Не веря своим ушам, я помотал головой.
– И это хорошо, потому что?…
Форстер снисходительно улыбнулся.
– Вам нужно понять, Марк, что по природе своей чиновники ужасно консервативны. Они не способны разглядеть дарование, пока его не признали другие. – Он обвел рукой сидящих за столом. – Мы, здесь присутствующие, поняли, что вы тот, кто нам нужен, едва посмотрев запись, но потребовался внезапный и неофициальный успех ваших извинений перед Дженни, чтобы и другие тоже убедились в ваших достоинствах. За последние двенадцать часов мы получили десятки сообщений от других государств ООН в поддержку выдвижения вашей кандидатуры. Ваши способности произвели впечатление даже на французов.
С невольной дрожью гордости я спросил:
– Здесь ведь нет никакого подвоха, верно?
– Решительно никакого. Через пару недель состоится конференция в Дейтоне, и на ней нам бы хотелось объявить о вашем назначении.
Я перевел взгляд на экран, который еще заполняли мокрые щеки и воспаленные глаза – мое покаянное лицо.
– Почему я?
Форстер медленно кивнул.
– Фрэнсис, не могли бы вы…
Сидевший напротив меня мужчина с плохо завязанным галстуком открыл лежащую на столе папку.

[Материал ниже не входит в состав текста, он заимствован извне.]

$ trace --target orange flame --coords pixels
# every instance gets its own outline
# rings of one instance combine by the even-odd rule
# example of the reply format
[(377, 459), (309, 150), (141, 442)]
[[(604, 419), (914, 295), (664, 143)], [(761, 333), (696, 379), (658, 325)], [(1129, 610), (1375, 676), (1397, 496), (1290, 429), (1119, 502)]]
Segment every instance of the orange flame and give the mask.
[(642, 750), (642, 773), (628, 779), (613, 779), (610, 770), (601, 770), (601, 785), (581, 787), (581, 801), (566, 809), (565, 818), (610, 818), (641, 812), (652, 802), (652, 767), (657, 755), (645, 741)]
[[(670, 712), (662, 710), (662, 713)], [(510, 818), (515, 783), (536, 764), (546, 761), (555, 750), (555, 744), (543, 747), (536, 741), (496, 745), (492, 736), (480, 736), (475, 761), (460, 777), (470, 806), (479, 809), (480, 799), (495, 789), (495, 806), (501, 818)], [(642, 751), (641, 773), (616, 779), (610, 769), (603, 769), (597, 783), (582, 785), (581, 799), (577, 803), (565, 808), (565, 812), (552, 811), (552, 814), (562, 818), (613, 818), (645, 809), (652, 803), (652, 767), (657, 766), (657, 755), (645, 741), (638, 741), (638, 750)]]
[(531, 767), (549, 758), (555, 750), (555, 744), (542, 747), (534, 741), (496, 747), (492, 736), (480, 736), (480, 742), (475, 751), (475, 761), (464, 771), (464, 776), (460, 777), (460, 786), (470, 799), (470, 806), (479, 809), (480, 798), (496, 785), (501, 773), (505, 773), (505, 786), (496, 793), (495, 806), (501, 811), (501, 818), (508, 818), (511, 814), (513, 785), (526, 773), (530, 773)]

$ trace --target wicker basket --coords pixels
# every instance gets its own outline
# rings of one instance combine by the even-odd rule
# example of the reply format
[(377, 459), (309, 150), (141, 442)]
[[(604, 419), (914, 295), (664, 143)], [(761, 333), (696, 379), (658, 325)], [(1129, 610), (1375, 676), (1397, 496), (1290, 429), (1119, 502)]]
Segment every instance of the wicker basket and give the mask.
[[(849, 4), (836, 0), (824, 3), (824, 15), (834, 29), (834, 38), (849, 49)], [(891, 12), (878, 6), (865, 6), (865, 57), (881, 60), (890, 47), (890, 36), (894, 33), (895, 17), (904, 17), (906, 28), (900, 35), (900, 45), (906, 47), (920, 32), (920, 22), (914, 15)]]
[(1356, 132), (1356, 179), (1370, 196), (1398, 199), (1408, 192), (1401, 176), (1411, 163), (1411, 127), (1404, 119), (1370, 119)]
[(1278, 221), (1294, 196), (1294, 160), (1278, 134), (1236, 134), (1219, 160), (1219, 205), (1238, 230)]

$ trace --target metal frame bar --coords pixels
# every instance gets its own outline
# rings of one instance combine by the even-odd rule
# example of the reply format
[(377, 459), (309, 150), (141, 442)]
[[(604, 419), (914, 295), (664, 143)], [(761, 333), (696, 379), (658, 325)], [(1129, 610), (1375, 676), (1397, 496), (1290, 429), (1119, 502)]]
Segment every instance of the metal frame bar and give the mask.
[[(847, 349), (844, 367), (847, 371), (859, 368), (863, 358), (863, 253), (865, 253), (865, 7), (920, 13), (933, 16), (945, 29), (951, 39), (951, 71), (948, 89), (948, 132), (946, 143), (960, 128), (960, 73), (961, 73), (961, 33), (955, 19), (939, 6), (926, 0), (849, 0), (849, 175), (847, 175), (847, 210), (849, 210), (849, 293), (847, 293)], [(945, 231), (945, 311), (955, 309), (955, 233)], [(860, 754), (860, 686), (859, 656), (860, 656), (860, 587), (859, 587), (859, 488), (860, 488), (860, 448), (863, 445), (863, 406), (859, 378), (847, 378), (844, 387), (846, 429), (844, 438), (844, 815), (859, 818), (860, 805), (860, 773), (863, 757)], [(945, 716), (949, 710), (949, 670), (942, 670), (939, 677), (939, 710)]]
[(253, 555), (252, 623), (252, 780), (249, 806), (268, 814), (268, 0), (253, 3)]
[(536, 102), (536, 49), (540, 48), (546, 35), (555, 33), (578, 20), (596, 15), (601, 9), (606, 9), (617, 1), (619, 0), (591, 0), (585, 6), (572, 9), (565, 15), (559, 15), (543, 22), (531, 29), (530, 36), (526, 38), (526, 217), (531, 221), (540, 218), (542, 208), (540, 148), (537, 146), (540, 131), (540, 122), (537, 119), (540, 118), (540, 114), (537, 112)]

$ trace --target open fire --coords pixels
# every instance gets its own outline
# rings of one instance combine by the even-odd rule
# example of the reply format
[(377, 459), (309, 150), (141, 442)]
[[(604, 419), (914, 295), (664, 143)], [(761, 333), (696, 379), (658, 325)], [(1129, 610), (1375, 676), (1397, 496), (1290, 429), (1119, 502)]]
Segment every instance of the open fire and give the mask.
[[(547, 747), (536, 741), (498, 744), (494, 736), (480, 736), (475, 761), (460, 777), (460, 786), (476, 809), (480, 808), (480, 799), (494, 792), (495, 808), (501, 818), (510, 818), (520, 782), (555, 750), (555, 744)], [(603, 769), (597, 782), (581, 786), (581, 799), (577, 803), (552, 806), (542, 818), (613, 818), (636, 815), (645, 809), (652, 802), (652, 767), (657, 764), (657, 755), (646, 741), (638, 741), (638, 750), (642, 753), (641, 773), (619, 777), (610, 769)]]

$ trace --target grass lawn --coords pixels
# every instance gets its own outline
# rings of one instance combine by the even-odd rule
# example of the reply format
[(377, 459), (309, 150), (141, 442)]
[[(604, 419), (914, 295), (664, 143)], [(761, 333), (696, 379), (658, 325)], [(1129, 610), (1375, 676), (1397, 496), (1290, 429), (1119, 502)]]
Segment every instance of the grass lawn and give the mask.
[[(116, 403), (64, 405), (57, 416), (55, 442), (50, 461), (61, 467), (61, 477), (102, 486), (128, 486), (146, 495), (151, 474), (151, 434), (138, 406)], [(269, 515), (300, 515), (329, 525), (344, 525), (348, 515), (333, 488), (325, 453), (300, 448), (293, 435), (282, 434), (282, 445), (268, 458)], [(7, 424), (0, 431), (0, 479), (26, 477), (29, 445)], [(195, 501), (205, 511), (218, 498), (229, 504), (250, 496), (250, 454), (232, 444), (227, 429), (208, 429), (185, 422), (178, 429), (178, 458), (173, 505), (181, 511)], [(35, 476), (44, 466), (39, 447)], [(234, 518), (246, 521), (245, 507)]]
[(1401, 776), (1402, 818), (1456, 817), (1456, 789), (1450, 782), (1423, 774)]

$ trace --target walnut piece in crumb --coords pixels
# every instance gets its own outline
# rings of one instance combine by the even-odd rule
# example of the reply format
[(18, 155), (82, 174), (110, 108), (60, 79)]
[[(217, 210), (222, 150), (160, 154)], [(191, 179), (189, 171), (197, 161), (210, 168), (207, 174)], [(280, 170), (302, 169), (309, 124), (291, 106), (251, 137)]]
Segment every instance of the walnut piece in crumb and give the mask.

– Ключевые слова здесь «правдоподобное извинение», – сказал он, произнося каждый слог так, точно это было название какой-то экзотической местности. – Согласно доктрине Шенка, ни одно извинение не может быть принесено, если извиняющийся не имеет на это права. А это означает, что если кому-то выпадет просить прощения за событие большой или даже средней давности, то в его родовом древе должен быть хотя бы один человек, напрямую связанный с нанесением обиды. – Он опустил глаза на бумаги перед собой. – По материнской линии у вас очень любопытная родословная. У вас есть правдоподобная извиняемость по… м… практически любому поводу: Уэлтон-Смиты имели отношение к работорговле, по всей видимости, занимали высокие посты в различных колониальных администрациях и с жаром принимали участие в военных кампаниях на протяжении восемнадцатого, девятнадцатого и двадцатого столетий. Откровенно говоря, немного есть зверств, в которых не поучаствовал бы какой-нибудь Уэлтон-Смит.